# Heater A/C compressor Azure Dynamics



## Madmac (Mar 14, 2008)

Could not find any data on the heater so reversed engineered it.
The unit has 4 heating element with opto isolated drive and two thermistor heat sensors.

Each heater is driven by 500V 2SK3132 FET. The gate supply is by resistor dropper from the high voltage with a zener regulator. A normal closed thermal switch turns off the gate supply if unit over heats. 
The input is opto isolator with a total of 1K current limit resistors. The 4 inputs are connected to a common 12 volt rail. By connecting the heater input to 0V rail will turn on the heater.
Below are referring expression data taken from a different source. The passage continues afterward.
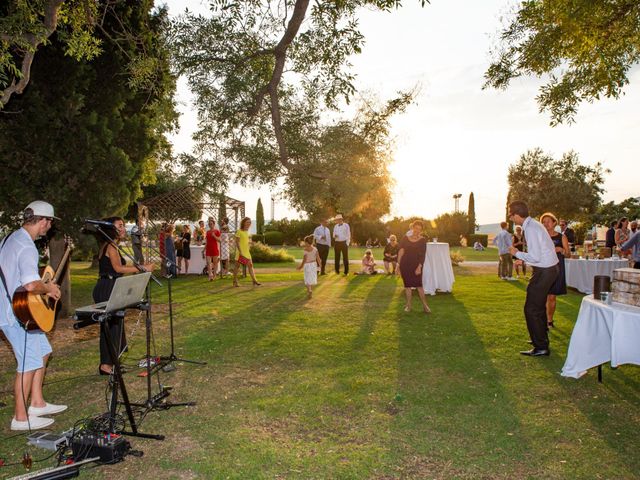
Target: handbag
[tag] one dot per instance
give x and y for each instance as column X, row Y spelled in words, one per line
column 242, row 260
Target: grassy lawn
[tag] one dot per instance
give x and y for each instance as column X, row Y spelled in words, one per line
column 356, row 253
column 347, row 385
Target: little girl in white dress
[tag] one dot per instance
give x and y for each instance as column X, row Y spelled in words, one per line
column 310, row 264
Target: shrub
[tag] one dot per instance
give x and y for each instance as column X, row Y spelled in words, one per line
column 477, row 237
column 261, row 253
column 456, row 258
column 273, row 238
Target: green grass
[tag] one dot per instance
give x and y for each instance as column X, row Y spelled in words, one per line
column 347, row 385
column 356, row 253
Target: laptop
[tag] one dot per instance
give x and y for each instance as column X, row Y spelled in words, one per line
column 127, row 291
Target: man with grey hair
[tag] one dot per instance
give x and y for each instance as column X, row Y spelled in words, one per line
column 19, row 268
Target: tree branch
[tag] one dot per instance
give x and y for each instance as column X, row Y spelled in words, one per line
column 51, row 9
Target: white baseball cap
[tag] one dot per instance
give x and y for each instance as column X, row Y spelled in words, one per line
column 42, row 209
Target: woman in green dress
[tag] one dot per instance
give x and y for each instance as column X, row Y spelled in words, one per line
column 243, row 255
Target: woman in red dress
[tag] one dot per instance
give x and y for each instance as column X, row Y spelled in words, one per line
column 212, row 249
column 411, row 258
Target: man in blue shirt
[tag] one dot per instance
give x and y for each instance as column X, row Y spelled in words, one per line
column 19, row 262
column 541, row 256
column 503, row 242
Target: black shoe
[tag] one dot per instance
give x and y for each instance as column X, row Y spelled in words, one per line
column 536, row 352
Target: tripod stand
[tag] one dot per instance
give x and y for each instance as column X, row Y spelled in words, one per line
column 172, row 357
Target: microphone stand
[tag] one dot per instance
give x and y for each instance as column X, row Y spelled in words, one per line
column 172, row 357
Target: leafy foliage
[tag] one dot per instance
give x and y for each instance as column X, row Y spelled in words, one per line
column 565, row 186
column 263, row 73
column 584, row 48
column 82, row 138
column 259, row 218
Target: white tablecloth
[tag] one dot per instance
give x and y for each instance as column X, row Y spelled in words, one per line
column 437, row 273
column 580, row 272
column 197, row 262
column 603, row 333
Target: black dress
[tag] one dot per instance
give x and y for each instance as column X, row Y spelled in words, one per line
column 414, row 255
column 560, row 285
column 186, row 245
column 114, row 326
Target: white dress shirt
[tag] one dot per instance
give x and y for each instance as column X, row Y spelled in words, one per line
column 541, row 252
column 503, row 242
column 342, row 233
column 322, row 235
column 19, row 260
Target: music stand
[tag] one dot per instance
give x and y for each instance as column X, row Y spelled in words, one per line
column 139, row 282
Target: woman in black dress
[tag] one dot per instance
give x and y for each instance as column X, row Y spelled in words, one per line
column 186, row 246
column 411, row 258
column 562, row 248
column 111, row 266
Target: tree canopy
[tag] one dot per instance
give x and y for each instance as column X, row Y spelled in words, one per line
column 564, row 186
column 264, row 74
column 83, row 137
column 583, row 48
The two thermistors share a common connection and at room temperature are approx 47K

As far as I can work out overall heater rating is 5KW / 6KW. The ratings seem to be..
Heater 1 - 1KW5 or 2KW
Heater 2 - 1KW5 or 2KW
Heater 3 - 1KW
Heater 4 - 1KW

Pinouts

1 Heater 3
2 Heater 2
3 Heater 1
4 +12V
5 Thermistor LV end heater out
6 Thermistor HV end heater in
7 Thermistor common
8 Heater 4

I have a few internal photos if needed. I have not run the heater in a vehicle to confirm details.


As for the compressor you will need to get someone to sniff the CAN bus.


----------



## Brian_rides_bikes (Jun 4, 2013)

did you ever get this heater up and running?


----------